Rennes - Compte-rendu des groupes de travail qui se sont tenus le matin

Le groupe fret

Le groune s’est penché sur les difficultés administratives comme financières qu’engendre aujourd’hui l’organisation du transport du fret par le mode ferroviaire.

Le manque de réactivité de l’opérateur pour répondre à des besoins immédiats est un handicap. La réservation des sillons impose bien des démarches valant engagement du demandeur sans qu’il ait la garantie d’une satisfaction globale de sa demande. Le mode de calcul des redevances à RFF (par sections non sécables) qui varient sur une échelle de 1 à 30 selon les voies empruntées et les horaires du convoi 2€/T km sur voie normale 0,06€/T km sur voie peu fréquentée, mais 8,5€ sur LGV : voilà bien des contraintes auxquelles échappe le camion qui n’est soumis à aucun péage sur le réseau départemental et qui peut être requis dans l’heure pour aller quérir son chargement pour le transporter à destination!

Les sections de lignes qui en constituent l’extrémité posent la question des relations entre l’opérateur principal qui n’assurera plus leur desserte et les futurs « Opérateurs de Proximité » confrontés à des difficultés financières considérables : achat ou location d’engins de traction s’ils le peuvent financièrement ou s’ils en trouvent de disponibles, opération de groupage des « wagons isolés » que prendra en charge, sous forme de « trains complets », l’opérateur principal qui, lui, réalisera des bénéfices d’un grand triage à un autre.
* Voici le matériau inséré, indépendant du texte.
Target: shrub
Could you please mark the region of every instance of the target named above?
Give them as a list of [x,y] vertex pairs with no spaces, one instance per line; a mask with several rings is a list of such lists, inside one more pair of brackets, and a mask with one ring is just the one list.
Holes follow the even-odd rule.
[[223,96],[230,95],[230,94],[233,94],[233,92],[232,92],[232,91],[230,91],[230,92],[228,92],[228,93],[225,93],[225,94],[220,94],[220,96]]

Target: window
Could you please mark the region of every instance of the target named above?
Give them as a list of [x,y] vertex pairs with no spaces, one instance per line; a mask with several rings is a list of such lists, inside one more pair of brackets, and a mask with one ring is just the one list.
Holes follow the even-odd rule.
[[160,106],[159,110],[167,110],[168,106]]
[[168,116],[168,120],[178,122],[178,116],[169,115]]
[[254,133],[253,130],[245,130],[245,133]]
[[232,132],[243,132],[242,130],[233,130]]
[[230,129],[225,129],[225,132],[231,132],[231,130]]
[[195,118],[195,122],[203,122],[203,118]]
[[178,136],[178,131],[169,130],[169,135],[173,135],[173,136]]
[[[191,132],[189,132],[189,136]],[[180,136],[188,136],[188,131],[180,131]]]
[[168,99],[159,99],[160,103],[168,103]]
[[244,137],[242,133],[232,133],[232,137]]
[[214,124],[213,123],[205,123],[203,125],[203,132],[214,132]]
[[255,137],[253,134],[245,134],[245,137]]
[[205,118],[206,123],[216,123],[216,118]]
Une question ressort du débat : le Tours-Bordeaux répondra-t-il aux normes TRANSLINE pour le fret ? Il convient de s’en assurer.

Le groupe RENAPOLI (Rennes-Nantes-Poitiers-Limoges)

Le groupe s’est penché sur la branche Ouest de TRANSLINE. L’objectif à long terme du groupe, à savoir anticiper la mise en service du Poitiers-Limoges considéré comme la première phase de TRANSLINE, a donné lieu à débats. Le groupe devra répondre aux questions suivantes : que va produire le rapprochement temporel de Nantes, Rennes, Angers/Cholet, La Rochelle avec Poitiers et Limoges ? Quelle création de valeur ? Quel type de service entre ces villes ? Quel type de fret empruntera TRANSLINE et donc le Poitiers-Limoges ? etc. L’idée est d’échapper aux modèles traditionnels pour lancer une nouvelle dynamique génératrice d’échanges entre les collectivités nouvellement mises en relation.

La mise en service du Poitiers-Limoges va entraîner une accélération des relations à travers tout le Grand-Ouest : quels bénéfices en tirer ? L’idée des relations directes est indissociable de la qualité du service ferroviaire sachant que la correspondance « tue » le transport ferroviaire.

Il convient de renforcer les plates-formes logistiques de l’itinéraire en s’appuyant sur le schéma régional des plates-formes logistiques (Pays de Loire).

Il faut populariser des critères de bon sens dans l’opinion publique, revenir aux fondamentaux de la transversalité.

Puis, le groupe a convenu que la priorité du moment était constituée par l’urgence à construire un argumentaire afin que le barreau est-ouest trouve sa définition dans l’itinéraire porté par TRANSLINE et figure ainsi au SNIT (Schéma National des Infrastructures de Transport).

La construction de l’argumentaire sera le thème central de la prochaine réunion et, une fois construit, cet argumentaire sera soumis à l’appréciation de l’ensemble des membres afin qu’il puisse être porté par l’AG de Montluçon pour finalement marquer les décisions finales concernant le SNIT.

La date du 11 septembre est retenue pour une nouvelle réunion de ce groupe.